Simon arrived at the end of the world. This was the end of the world in both space and time: the very edge of a universe that would collapse in about an hour. It was a beach that merged into a desert, nothing on it but a pair of loungers and a figure in one of those. The scene seemed wholly unimpressive—however, Simon knew appearances tended to deceive.
He walked over to the empty lounger and wiped the sweat off his brow. Then he collapsed into the lounger. “Hello, Oracle,” he said. The Oracle’s face was wrinkled and her hair thin and white. A faded floral dress covered her withered frame.
“Hello, Simon. What would you like to know?”
“Don’t you find it odd, being an oracle at the end of the world?” he asked.
She chuckled. “Actually, this is the best time for being an oracle. You don’t have to look very far to see everything. This isn’t what you came to ask me, though, is it?”
“No, it’s not.”
“I wonder, oh wise Oracle, what’s the point of the whole thing? I’ve walked more worlds and times than I can count, and now I find myself here, at the end of the world, hardly any wiser than I was at the beginning of my journey.”
“You know why your path took you here, to the end of the world?”
“Because you’re the wisest Oracle ever to exist?”
She looked down. Her wrinkles seemed to deepen until they were canyons—and then, when it looked like the entire history of the universe had been carved into them, they returned to their former state. “It will take me about two hours to figure out the meaning of life.”
“But the world ends in an hour.”
“That,” she said, looking up again, “is the irony…and the beauty of it.”
“Well, I think it sucks. Trillions of humans have lived in this universe, and at least some deserve to know what it was all for, don’t they?”
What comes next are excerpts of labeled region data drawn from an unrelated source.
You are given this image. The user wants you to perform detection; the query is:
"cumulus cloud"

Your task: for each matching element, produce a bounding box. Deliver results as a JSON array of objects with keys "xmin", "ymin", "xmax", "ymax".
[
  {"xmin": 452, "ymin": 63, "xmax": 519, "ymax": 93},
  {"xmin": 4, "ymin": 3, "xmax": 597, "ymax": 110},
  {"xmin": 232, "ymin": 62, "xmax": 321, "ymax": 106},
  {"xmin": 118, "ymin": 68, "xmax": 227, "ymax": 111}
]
She shrugged. “I’ll learn that in about two hours.”
“But you don’t have two hours.”
“No, I don’t.”
“Then what’s the point of even trying to figure it out?”
“That’s what I’ll learn in—”
“I’m afraid we’ve begun talking in circles, oh wise Oracle.”
“Of course we have. A mind like yours, it asks questions; it’s unable to accept that oftentimes there are no answers.”
Simon wanted badly to say that there would be answers if only the universe were allowed to go on an hour longer, but he held his tongue.
“You ought to go,” the Oracle said. “If you’re to make it out of this time before the world ends, you ought to go now.”
“As you say, oh wise Oracle.” He may not have had much of an idea why he’d walked so many worlds, but he knew precisely why he’d come to this one.
He bowed, then lifted the Oracle off her chair. She was quite light.
“You’ll walk faster if you leave me behind,” the Oracle said.
“You won’t give me any answers if you’re dead.”
“Such a pity, isn’t it?”
He thought this was a bit of an odd thing for her to say, considering he was saving her life and all, but he had to focus on finding the path away from this place, back into the past.
Finally he saw such a path, just as the time came for the world to end. He stepped onto it, stepping out of time so he could travel through it. Thus he tore the Oracle from time, splitting a whole into two parts.